11. Bölüm

11. Bölüm

Medine karaman
medinekkaraman

Sena, alarmın inatçı sesiyle gözlerini araladı. Birkaç sefer açıp kapattıktan sonra, bakışlarını pencereden dışarıya çevirdi. Daha hava bile doğru düzgün aydınlanmamıştı. “Neden bu saate alarm kurdum?” diye düşündü. Aklına gelen, Derya’ya verdiği sözle gözlerini kapatıp örtüyü başına çekti.

“Of Derya of. Şu saatte senin yüzünden uyandım ya. Ben daha sana bir şey demiyorum!” diye söylenerek yataktan kalktı. Banyoya doğru giderken sinirle saçlarını çekti. Üzerine okul formasını giyip, telefonunu ve defterini aldı yanına. Çantaya gerek yoktu. Nasılsa bu sınavdan sonra lise hayatı bitmiş olacaktı. Okulla tek ilişiği Haziran ayında alacağı karne olacaktı.
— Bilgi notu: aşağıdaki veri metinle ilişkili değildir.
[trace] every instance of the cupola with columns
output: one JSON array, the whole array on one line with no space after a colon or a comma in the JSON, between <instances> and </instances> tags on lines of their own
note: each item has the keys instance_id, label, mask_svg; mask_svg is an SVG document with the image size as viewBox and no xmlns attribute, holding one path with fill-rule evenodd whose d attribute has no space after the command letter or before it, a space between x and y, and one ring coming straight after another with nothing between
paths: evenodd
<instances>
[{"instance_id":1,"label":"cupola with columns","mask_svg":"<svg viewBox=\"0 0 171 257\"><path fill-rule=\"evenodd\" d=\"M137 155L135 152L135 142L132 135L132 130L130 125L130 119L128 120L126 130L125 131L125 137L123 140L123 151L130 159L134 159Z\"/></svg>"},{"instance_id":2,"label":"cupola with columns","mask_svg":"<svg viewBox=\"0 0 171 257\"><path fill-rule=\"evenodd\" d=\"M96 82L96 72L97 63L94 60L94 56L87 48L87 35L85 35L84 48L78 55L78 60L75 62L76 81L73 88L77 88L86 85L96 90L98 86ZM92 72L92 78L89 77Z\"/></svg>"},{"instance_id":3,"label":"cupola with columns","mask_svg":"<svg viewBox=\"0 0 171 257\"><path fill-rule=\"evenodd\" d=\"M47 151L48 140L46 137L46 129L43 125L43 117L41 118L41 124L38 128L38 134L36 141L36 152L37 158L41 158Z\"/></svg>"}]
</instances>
Hazırlanıp kahvaltıya inmesi on beş dakikasını almıştı. Aşağıya indiğinde etrafta kimse yoktu. Söylenmekten geri kalmadı. “Tabi bu saatte kalkınca, sen haricinde ki herkes uyur. Zavallı Sena da bu saatte okula gitsin.”

Sinirle mutfağa geçti. Etrafta gözlerini gezdirdi. Ardında da buzdolabının kapağını açtı. Gördüğü peynir kutusuyla hemen ekmek arası hazırladı. Eline alıp arkasını dönmesiyle Sina’yı karşısında görmesi bir oldu. Kaşlarını çatıp baktı. “Hayırdır sabah sabah niye kalktın sen?” dedi asabice.

Sina yavaşça yaklaştı yanına kardeşinin. Elinde ki sandviçten bir ısırık aldı. Munzur bakışını takındı. Elini kalbinin üzerine koydu. “Aşk olsun alınacağım bak. Ben başarılar demeden, sen ne zaman sınava girdin? Hem beklediğim tepki bu değildi haberin olsun. Sabahın bu saatinde sırf sana başarılar dilemek için kalkmışım. İnsan bir “Teşekkür ederim canım ikizim. Sen olmasan ne yaparım, nasıl nefes alırım?” falan der. Nerede sen de öyle ince düşünce?”

Sena şaşkınca açtı gözlerini. “Şaka ediyorsun...”

Sina gayet doğal bir şekilde cevap verdi. “Yoo..”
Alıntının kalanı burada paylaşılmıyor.